Abstract

116 Background: To validating a predictive model for late fecal incontinence (FI) on a recent population (pop) of prostate cancer patients (pts) treated with radical radiotherapy. NTCP model was derived from literature. Methods: Pop included 267 pts treated with IMRT in 2010-2014. Prescribed dose was between 68 and 80 Gy with conventional and hypo-fractionated (HF, from 2.2 to 2.8 Gy) treatment. Rectal toxicity was scored using the LENT/SOMA. Follow-up (FU) was considered up to 2 years. We chose to validate a model for prediction of chronic FI through multiple measures during FU. Mean FI was defined as the average score during the FU period after RT (Mean incontinence > 1). Literature based multivariate model included: mean rectal dose (Dmean), previous diseases of colon (COLO) and previous abdominal surgery (SURG). Dose distributions were corrected EQD in 2 Gy fractions. Results: 186 pts were available. Mean grade > 1 FI was scored in 18 patients (〜10%). Univariate logistic analysis confirmed the risk factors reported in literature. Similar Odds Ratios (OR) were found for Dmean (1.04vs1.05) and SURG (1.90vs1.50). COLO was not a risk factor for this pop. As consequence, NTCP models including Dmean and Dmean+SURG were evaluated through calibration plot. The models showed a clear trend (increasing observed toxicity rates with predicted risk), but the observed toxicity rates were underestimated (slope〜3, R2〜0.7). Including HF (OR = 2.20, 8.6% vs 17.6%) as a variable into the previous model the calibrations improved significantly (slope〜1, R2〜0.9). Conclusions: The study confirms formerly published results on effect of abdominal surgery and dose to large rectal volumes as potential risk factors for late FI. The overfitting in calibrations could be due to an effect of HF, not included in previous models developed on normofractionated treatments.
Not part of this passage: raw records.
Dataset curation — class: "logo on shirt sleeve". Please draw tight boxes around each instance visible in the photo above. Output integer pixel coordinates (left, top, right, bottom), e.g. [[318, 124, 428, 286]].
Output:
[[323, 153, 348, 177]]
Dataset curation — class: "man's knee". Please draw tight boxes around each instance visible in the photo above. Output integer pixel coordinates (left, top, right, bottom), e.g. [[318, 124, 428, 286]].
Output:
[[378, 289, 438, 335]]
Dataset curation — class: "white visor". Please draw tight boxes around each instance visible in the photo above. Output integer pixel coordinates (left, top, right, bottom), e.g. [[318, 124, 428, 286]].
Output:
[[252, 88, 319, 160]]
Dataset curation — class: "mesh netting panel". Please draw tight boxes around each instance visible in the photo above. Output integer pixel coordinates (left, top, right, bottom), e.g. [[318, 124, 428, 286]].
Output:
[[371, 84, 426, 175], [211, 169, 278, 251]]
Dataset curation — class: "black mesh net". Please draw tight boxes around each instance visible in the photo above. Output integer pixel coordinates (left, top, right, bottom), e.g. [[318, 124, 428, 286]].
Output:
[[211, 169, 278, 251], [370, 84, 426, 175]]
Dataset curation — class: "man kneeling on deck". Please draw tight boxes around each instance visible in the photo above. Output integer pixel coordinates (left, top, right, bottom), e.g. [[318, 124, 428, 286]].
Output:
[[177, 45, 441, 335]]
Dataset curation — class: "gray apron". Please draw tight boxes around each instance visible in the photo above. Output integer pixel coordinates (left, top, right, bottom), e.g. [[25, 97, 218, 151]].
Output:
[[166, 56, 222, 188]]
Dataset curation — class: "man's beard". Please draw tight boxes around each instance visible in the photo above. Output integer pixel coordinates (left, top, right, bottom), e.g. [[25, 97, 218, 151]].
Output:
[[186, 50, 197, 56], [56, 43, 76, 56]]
This effect goes beyond the applied standard correction using LQ model for late effects and also beyond the time recovery correction (slope〜2, R^2〜0.8). Probably we should found a more suitable alpha/beta value for the longitudinal definition (toxicity starting in acute phase and persisting during follow-up) instead of using the assumption settled on incidence of late peak events.